Feature: Interviews, inspections and instinct - verifying Afghan returnees
Feature: Interviews, inspections and instinct - verifying Afghan returnees
ATTOCK, Pakistan (UNHCR) - Sayed Yahya's refugee family is clearly ready for the return trip to Afghanistan.
Bedding is neatly stacked against the wall of their concrete house. The carpet loom that will continue to provide their livelihood has been dismantled and piled on the packed earth beside the gate to the street. The sense of anticipation among the children staring at the strangers verifying the family's right to travel assistance is palpable.
Visiting the home of Yahya is one of the easier jobs for UNHCR teams in the Pakistani city of Attock, near the Indus River. They must ensure that the thousands of people seeking aid from the agency to get back to Afghanistan are refugees intent on resuming life in their homeland.
UNHCR and the Society for Human Rights and Prisoners Aid (SHARP), the Pakistani non-governmental organisation that helps in the voluntary repatriation programme, operate two sites in Attock where Afghan refugees can seek help to get home. The UN refugee agency pays travel assistance to those who qualify when families reach encashment centres at their destination in Afghanistan.
After the head of a family requests to return under UNHCR's repatriation programme, staff from the agency accompany him back to his home. The team, which includes both men and women so all members of the family can be questioned, must be convinced that the family is really returning and is not composed of "recyclers" - people who have already received aid but are now back in Pakistan hoping for a second payment.
The team has no doubt Yahya is sincere. This Uzbek family is clearly moving all their possessions back to northern Afghanistan, which they left 10 years ago as the country began its slide into internecine warfare.

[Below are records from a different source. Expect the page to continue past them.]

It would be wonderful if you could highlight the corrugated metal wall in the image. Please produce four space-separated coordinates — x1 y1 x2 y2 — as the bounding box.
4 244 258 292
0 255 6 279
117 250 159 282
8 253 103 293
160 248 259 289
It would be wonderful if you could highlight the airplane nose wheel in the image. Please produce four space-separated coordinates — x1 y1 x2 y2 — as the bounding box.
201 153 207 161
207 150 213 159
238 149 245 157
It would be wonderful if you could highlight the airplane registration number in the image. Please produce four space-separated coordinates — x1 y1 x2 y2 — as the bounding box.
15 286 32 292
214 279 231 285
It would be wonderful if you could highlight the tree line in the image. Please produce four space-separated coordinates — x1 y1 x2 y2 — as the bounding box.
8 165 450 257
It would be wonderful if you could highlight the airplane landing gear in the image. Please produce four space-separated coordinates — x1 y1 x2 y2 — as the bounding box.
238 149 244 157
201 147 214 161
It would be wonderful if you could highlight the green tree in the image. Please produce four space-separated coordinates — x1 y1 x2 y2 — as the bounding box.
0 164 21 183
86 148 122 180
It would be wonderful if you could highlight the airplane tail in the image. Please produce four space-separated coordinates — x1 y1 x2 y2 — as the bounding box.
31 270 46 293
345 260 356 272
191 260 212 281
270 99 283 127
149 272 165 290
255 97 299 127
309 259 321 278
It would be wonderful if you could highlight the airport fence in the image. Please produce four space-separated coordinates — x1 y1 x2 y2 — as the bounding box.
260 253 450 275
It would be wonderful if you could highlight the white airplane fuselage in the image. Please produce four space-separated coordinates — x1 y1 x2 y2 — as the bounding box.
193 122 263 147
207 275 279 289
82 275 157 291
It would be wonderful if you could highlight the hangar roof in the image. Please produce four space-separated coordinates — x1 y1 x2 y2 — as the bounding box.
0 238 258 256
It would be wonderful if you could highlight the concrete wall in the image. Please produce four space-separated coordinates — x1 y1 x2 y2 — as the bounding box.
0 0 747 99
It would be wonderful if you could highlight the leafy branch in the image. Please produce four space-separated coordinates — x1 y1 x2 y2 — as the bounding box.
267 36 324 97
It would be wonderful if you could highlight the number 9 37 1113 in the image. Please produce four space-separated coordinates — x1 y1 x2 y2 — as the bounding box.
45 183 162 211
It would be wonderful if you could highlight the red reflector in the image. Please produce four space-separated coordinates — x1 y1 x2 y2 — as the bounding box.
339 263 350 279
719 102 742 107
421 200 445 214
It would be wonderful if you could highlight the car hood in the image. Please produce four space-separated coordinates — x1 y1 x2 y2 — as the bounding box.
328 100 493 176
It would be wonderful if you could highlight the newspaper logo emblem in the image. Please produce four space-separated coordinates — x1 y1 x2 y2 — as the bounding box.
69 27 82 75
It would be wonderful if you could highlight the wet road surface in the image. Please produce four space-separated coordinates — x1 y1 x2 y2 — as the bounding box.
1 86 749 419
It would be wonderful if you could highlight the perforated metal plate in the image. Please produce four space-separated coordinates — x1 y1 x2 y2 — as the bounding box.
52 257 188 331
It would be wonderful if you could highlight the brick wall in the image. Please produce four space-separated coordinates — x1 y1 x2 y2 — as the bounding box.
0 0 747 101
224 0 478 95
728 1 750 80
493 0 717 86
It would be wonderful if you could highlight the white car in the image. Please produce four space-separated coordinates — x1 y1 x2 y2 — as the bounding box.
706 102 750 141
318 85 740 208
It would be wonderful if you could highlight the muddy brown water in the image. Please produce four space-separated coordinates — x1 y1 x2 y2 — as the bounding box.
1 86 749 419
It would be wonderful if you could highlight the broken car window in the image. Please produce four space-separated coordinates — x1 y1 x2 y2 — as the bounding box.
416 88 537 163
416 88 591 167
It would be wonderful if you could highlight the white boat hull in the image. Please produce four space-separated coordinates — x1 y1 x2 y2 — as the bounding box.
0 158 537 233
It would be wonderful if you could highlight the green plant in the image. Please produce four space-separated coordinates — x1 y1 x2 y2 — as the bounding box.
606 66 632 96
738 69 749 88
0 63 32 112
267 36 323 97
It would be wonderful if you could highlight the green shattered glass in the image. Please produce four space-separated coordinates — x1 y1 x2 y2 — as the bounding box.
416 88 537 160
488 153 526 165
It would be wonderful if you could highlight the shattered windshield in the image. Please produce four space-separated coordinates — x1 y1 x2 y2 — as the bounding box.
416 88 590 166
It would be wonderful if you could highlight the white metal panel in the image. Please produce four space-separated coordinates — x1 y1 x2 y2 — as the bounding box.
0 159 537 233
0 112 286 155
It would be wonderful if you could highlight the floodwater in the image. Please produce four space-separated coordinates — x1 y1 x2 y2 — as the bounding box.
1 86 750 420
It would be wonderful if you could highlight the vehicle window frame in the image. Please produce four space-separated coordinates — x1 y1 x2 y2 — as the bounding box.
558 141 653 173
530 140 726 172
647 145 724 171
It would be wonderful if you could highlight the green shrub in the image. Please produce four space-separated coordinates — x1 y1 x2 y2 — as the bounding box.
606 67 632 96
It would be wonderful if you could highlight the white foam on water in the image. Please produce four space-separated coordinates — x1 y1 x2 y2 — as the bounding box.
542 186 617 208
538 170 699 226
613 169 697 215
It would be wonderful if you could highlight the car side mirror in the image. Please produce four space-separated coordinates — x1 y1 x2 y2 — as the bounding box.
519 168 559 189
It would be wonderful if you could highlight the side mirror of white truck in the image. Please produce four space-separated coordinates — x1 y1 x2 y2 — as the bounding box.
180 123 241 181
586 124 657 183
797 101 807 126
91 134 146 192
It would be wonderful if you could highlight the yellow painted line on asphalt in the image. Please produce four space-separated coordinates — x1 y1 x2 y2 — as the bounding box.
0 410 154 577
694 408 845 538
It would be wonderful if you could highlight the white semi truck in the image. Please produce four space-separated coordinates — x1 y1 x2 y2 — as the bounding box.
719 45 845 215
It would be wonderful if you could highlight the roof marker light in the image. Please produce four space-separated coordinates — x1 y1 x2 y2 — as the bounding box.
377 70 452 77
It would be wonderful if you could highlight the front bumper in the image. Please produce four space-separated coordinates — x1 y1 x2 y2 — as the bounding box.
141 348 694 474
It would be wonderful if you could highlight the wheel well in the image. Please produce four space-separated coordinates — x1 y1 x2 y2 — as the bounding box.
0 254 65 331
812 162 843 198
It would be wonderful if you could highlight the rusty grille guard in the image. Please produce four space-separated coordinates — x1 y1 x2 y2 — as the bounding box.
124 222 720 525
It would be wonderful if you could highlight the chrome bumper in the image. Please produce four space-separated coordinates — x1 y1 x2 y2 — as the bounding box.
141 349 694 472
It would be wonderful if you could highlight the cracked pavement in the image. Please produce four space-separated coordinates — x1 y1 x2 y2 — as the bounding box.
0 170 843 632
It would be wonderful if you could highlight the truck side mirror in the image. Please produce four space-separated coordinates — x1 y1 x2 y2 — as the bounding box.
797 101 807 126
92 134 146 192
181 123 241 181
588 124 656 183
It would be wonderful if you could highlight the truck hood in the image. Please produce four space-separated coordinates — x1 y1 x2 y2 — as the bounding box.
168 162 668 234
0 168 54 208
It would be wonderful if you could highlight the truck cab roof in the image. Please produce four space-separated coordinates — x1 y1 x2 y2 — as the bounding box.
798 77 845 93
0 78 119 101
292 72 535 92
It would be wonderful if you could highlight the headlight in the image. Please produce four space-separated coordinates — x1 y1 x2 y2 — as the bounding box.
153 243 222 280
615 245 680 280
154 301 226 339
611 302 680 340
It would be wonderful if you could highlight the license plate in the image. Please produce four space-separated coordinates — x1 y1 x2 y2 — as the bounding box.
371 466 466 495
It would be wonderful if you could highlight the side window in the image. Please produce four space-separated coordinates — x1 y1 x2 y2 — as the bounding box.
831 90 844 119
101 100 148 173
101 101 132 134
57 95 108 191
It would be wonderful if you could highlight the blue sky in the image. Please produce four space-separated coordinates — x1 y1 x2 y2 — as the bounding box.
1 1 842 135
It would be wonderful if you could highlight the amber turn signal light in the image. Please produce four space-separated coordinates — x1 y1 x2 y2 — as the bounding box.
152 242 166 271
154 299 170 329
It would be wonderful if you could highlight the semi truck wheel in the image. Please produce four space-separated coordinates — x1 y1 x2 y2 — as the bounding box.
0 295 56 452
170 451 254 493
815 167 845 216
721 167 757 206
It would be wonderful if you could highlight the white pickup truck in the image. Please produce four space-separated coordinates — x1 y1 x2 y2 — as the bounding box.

He even produces a contract for future work in Afghanistan secured with the company his family has been making carpets for in Attock - 10 square metres of meticulously hand-knotted carpet for which they will receive the equivalent of $467.
Not all the team's work is so easy. The same team has just come from a compound in the village of Shakar Dara on the outskirts of Attock, the "home" of a Pashtun man who has asked for help to move his family to the Afghan capital, Kabul. The only belongings the family can show are a few wrapped bundles on a shelf. Even the relationships between the people in the compound seem murky.
Separate conversations with the man who requested the assistance, a mother and a man who says he is the landlord produce only contradictions. The family has been living there anywhere from two to 15 years, depending on who speaks.
"They are bogus," says UNHCR repatriation officer Asif Malik. "We are going to reject them. None of the stories matches."
From the start of the repatriation programme in March, the refugee agency has recognised that measures have to be taken to prevent "recycling", which would divert scarce funds needed to help legitimate returnees.
But, with no birth certificates or other records to examine, sorting the bogus from the real involves indirect checks like talking to neighbours, comparing the histories related by family members and seeing if their luggage contains kitchen equipment. The experienced SHARP teams can often sense something amiss the moment they walk into a fake "home" used in hope of getting UNHCR aid.
So far, about a fifth of those seeking assistance has been turned down, nearly 60,000 families in all. The proportion rejected has risen as procedures are tightened, staff become more skilled and "recyclers" become known at UNHCR centres.
Of greater concern than the "recyclers" is the fear that legitimate returnees may find that they cannot make a success of life back in Afghanistan.
Dr Habib-Ullah used to manage a bustling carpet factory in Attock that indirectly employed thousands of Afghan refugees. The workforce went back to Afghanistan in May and today the factory is empty. But he says some families are drifting back into Pakistan because of concerns in northern Afghanistan about security and a lack of job opportunities. They are not "recyclers", but people who had intended to stay in Afghanistan. If outside assistance does not improve conditions there, says Habib-Ullah, he might have enough workers back in Attock to reopen the factory soon.
Meanwhile, as Yahya readies his relatives to return to Faryab province, his unease about leaving the country he has grown up in is clear. Now 22 years old, he has not been back to Afghanistan in a decade. He sold food on the streets of Karachi until the family moved to Attock two years ago and, with the help of his brothers and sisters, turned to making carpets.
He plans to continue in the carpet business initially back home, but hopes to make it to Kabul eventually and start a small business. His future will be determined by the economic opportunities he finds back in Afghanistan.
"I don't feel like going, I have spent my life here. All the Pakistanis are my friends, our neighbours are asking us to stay," he says. "But my parents went back four months ago and wrote that it is okay to come. I have to go back. It's my country."